Figure 1.

Tumor microenvironment and multicompartment metabolism in thyroid cancer. Oxidative cancer cells (shown in orange), growing under oxygen and nutrient-replete conditions, take up the lactate produced by cancer associated fibroblasts (CAFs, shown in light green) that exhibit a glycolytic phenotype. Cancer cells import lactate through the high affinity monocarboxylate transporter 1 (MCT1) while lactate export involves the low-affinity monocarboxylate transporter 4 (MCT4) in CAFs.
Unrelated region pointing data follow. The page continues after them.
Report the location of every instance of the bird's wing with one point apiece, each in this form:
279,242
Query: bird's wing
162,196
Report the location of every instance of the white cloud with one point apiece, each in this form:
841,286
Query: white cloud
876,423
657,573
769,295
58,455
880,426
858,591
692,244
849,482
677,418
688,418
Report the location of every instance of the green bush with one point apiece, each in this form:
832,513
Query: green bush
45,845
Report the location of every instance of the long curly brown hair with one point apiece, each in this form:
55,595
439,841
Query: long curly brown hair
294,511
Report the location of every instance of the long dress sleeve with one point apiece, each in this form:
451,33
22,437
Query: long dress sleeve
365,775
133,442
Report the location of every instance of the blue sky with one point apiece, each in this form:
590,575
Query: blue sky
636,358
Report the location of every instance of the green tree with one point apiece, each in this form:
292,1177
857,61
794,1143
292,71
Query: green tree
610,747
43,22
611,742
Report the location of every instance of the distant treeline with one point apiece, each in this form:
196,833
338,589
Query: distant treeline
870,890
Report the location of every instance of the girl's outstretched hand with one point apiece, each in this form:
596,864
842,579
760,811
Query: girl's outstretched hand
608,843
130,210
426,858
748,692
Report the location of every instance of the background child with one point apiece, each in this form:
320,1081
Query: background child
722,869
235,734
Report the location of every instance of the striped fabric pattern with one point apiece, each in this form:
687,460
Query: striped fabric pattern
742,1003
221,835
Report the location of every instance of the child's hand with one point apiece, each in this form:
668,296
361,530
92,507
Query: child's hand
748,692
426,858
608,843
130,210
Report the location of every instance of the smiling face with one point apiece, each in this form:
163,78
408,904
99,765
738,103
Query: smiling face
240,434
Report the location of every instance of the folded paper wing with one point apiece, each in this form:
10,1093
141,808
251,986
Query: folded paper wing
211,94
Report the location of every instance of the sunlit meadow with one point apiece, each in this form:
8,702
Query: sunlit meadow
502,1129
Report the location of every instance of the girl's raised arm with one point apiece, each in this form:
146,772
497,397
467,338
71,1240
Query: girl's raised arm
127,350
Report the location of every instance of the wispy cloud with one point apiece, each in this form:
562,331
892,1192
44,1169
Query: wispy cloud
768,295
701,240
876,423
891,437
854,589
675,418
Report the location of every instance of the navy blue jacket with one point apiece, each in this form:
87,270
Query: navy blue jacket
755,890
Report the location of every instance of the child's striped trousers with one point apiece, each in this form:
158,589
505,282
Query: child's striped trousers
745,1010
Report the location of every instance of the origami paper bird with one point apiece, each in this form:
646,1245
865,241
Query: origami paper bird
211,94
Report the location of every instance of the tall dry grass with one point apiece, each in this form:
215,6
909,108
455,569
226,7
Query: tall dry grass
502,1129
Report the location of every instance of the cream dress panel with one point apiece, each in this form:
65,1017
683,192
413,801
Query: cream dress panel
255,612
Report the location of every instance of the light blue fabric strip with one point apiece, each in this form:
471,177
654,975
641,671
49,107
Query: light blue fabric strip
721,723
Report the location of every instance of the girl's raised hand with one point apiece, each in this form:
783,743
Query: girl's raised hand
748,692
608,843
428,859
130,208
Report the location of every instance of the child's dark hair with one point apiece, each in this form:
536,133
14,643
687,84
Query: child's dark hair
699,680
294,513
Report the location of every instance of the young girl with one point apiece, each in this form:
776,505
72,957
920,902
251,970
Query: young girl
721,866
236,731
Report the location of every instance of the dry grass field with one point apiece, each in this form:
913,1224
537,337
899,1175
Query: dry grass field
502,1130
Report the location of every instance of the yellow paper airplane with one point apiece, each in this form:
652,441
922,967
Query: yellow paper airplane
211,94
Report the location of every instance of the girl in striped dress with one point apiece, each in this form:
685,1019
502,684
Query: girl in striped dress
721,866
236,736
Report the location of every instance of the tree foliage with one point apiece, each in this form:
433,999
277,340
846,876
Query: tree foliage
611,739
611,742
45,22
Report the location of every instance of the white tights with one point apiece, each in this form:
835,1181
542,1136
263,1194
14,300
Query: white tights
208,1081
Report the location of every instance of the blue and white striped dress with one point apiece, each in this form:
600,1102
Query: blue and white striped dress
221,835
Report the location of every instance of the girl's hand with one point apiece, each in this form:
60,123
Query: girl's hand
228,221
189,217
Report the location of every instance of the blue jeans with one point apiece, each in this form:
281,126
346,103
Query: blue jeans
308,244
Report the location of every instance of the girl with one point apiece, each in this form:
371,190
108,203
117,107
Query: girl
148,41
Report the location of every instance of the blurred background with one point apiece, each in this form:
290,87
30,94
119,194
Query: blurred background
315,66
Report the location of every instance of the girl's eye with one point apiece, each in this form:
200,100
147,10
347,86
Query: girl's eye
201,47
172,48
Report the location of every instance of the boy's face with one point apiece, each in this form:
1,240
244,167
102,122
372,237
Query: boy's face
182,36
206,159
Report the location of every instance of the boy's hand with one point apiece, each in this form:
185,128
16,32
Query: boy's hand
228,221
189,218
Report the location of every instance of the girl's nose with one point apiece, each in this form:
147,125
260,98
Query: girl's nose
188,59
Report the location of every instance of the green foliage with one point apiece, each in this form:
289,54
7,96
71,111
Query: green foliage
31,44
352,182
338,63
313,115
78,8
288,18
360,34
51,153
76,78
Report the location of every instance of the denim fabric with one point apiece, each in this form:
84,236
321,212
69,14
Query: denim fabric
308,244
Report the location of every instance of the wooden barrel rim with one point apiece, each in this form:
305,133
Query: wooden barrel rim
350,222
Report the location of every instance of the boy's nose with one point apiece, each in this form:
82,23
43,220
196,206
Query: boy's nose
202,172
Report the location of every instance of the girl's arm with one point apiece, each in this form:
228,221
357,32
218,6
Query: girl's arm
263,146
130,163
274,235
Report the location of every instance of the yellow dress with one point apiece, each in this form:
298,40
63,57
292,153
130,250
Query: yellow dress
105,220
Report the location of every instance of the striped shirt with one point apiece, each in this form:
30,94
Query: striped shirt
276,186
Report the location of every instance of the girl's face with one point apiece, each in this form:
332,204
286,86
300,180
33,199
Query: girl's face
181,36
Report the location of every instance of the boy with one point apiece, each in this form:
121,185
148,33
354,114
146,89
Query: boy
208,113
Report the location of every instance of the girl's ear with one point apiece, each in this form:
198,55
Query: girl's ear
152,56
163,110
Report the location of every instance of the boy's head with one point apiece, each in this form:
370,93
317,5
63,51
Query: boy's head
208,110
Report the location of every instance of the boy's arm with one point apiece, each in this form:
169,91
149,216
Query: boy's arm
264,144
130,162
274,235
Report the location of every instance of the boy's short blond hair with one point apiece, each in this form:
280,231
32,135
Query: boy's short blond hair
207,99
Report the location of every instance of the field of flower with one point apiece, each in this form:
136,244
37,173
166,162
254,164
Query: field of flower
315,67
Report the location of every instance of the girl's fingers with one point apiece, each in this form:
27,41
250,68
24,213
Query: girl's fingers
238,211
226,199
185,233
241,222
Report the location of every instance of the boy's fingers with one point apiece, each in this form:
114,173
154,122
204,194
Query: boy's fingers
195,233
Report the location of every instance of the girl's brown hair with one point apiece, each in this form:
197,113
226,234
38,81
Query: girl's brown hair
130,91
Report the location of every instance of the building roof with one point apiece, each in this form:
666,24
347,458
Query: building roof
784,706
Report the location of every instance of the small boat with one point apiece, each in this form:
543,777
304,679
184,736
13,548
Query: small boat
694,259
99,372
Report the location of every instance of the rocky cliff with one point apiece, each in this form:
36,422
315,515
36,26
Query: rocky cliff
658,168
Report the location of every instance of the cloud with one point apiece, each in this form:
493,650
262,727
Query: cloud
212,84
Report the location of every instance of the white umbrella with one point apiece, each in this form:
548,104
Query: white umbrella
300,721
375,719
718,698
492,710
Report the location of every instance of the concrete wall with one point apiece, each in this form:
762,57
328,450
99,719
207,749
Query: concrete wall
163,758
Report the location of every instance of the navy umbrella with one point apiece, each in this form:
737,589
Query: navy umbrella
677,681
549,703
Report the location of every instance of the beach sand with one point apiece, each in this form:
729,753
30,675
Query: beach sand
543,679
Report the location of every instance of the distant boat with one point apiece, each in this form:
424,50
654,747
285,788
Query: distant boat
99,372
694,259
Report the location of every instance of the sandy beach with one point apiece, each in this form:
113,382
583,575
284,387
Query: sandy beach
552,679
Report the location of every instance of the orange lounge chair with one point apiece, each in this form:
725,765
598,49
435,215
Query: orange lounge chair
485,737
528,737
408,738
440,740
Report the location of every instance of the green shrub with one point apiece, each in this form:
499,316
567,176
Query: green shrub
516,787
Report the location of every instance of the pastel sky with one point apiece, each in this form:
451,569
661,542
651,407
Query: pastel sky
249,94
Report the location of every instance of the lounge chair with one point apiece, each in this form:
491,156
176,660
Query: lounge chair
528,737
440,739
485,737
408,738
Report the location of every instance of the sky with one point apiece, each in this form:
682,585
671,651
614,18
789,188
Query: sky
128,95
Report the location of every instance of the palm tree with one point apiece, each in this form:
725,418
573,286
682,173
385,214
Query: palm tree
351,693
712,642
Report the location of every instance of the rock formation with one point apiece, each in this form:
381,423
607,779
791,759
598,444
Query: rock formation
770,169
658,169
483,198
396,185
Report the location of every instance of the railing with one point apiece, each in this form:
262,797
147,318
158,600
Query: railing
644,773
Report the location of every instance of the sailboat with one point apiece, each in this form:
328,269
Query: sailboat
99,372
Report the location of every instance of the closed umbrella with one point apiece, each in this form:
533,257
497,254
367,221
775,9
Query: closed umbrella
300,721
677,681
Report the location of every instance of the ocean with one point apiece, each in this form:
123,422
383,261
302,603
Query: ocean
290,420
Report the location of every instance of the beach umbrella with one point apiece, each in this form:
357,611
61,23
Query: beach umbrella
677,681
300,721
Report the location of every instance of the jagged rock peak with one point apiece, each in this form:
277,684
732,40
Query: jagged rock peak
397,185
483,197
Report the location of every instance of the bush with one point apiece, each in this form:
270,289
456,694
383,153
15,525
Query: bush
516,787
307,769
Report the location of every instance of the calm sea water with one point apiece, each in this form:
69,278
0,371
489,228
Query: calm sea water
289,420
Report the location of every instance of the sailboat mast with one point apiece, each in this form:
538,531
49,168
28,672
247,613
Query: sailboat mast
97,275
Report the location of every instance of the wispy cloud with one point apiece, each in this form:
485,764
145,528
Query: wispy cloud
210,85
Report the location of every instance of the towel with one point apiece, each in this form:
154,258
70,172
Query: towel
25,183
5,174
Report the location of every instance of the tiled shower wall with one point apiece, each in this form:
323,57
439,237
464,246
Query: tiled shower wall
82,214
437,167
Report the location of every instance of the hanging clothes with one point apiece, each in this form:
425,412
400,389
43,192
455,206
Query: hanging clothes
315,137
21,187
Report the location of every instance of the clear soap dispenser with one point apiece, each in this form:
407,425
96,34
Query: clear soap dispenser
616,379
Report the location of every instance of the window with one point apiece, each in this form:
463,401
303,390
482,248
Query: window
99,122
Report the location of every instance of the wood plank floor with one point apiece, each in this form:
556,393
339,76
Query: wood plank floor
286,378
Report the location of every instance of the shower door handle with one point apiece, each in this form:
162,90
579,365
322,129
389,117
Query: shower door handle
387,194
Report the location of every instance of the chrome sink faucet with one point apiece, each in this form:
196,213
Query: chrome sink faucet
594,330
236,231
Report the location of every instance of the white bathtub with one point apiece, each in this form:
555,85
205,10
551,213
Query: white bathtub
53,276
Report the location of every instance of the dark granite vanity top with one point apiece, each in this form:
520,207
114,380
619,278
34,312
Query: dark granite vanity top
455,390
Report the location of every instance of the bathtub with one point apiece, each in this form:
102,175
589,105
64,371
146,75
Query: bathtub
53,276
Oxidative cancer cells convert lactate in pyruvate that is used for mitochondrial energy production. Experimental evidences support this metabolic symbiosis between cancer cells and CAFs in TC. Furthermore, in several cancer types, cancer cells growing under hypoxic and nutrient starved conditions (shown in light yellow) are more glycolytic compared with oxidative cancer cells and provide them with lactate to fuel tricarboxylic acid cycle and mitochondrial adenosine 5′-triphosphate production. This model needs to be evaluated in TC. ETC: electron transport chain; Glut1: glucose transporter 1; MCT1: monocarboxylate transporter 1; MCT4: monocarboxylate transporter 4; OxPhos: oxidative phosphorylation; TCA: tricarboxylic acid cycle.